My work day was absolutely chaotic, but during difficult times in my personal life, absolute chaos at work is what I prefer. I wasn’t allowed any time at all to give my daughter’s situation harder thought. However, I did have a five minute window to speak to someone whose son goes to my daughter’s school, and unfortunately, her son is being harassed as well. The difference is- he is being harassed by the school officers. And so, while the situation sucks for her- and us- it could be much worse.
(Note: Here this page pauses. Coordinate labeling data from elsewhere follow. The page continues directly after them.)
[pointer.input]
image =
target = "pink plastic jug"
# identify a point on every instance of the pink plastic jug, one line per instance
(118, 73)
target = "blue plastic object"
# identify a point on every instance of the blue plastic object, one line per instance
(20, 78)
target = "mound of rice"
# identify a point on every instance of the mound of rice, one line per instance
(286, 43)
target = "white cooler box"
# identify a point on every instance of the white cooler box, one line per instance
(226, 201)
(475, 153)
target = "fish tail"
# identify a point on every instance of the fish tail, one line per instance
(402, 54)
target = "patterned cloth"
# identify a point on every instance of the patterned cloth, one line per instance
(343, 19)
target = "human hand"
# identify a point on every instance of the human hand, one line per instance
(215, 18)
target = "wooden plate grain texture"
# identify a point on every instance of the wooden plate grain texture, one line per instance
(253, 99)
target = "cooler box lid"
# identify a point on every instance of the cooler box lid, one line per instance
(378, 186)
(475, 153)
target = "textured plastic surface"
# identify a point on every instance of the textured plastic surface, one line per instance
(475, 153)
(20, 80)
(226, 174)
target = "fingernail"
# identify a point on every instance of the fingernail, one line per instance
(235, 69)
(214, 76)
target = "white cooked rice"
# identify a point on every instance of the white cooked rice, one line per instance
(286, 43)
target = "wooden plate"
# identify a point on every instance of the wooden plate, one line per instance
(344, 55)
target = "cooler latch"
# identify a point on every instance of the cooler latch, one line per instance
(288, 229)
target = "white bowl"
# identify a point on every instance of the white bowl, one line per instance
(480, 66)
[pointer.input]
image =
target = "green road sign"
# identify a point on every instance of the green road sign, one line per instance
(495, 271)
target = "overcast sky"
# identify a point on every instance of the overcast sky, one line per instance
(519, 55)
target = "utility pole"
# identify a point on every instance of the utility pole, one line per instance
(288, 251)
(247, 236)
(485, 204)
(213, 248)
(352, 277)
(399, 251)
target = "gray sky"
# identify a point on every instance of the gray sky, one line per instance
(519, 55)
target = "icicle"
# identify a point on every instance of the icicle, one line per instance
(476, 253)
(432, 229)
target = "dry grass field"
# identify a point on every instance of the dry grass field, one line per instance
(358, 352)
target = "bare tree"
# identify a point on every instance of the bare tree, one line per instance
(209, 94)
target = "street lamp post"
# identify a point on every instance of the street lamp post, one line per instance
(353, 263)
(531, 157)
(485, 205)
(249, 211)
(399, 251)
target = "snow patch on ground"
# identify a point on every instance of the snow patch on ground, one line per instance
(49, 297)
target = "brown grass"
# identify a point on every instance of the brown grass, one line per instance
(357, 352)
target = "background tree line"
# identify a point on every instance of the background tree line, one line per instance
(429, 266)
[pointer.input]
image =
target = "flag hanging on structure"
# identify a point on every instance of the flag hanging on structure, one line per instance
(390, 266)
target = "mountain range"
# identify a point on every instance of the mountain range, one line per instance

Without going into too many details, I will describe the basic scenario. Student isn’t doing well in school. Having difficulties both at school and at home. It isn’t necessarily all of his fault- he has legitimate reasons for being behind and appearing to be somewhat troubled. But the GROWN ADULTS seem to be making his situation much worse. His friend has been experiencing an even more disparaging situation. An officer wrongly accused him of doing an activity (vaping in the bathroom), which led to a body search, which produced no evidence- and while it should have ended there, the GROWN MAN then searched the MINOR CHILD’S vehicle. The GROWN MAN discovered some hiking boots and a pocket knife INSIDE THE VEHICLE and the MINOR CHILD received out of school suspension for TWENTY ONE DAYS. The parents, naturally, were infuriated. He began having more issues (duh), and so, was pulled out of his high school, away from the peers he had grown up with, to be homeschooled.
On the flip side of being hyperactive and goofy as a minor child, I could be quite verbally and physically aggressive. I kicked a girl in the leg (elementary school), punched a girl (middle school), slashed a girl’s tires and got into a car chase which resulted in threatening physical violence (high school), and other terrible rage filled activities, because I honest to God felt as though I had no other choice. I legitimately felt as though my life, when threatened in any way, depended on it.
I am small. I was always the runt of my class. My bark was bigger than anyone’s because it had to be. As I grew older, I realized that my bark would some day get me killed. It took a four year physically and emotionally violent marriage to put me in full check. It was that terrible relationship- which almost literally killed me- that saved me in the long run. I turned myself around. I can still have a temper in certain situations, but I am much more cautious and use much wiser judgment before acting on impulse. Working in mental healthcare, reading self help books the better majority of my life, and just learning from mistakes in general have also aided in calming my shit down.
When I hear stories that indicate history is repeating its stupid self again- in any capacity- it usually makes me feel negative emotions and I at least provide the world with my locally famous eye roll. But when I hear stories as mentioned above, I feel absolute rage. I physically tremble. Sometimes I go numb. And, on nights like tonight, I curl up in the bathtub and sob like a baby.
Oh how I miss the days of softball and volleyball and war ball. Swinging a bat, hitting a ball, running hard as hell, getting people out. I love being physical and aggressive. I love getting that out of me. If only I could challenge these assholes to a game. I’d sift through the cliques and push back the squares.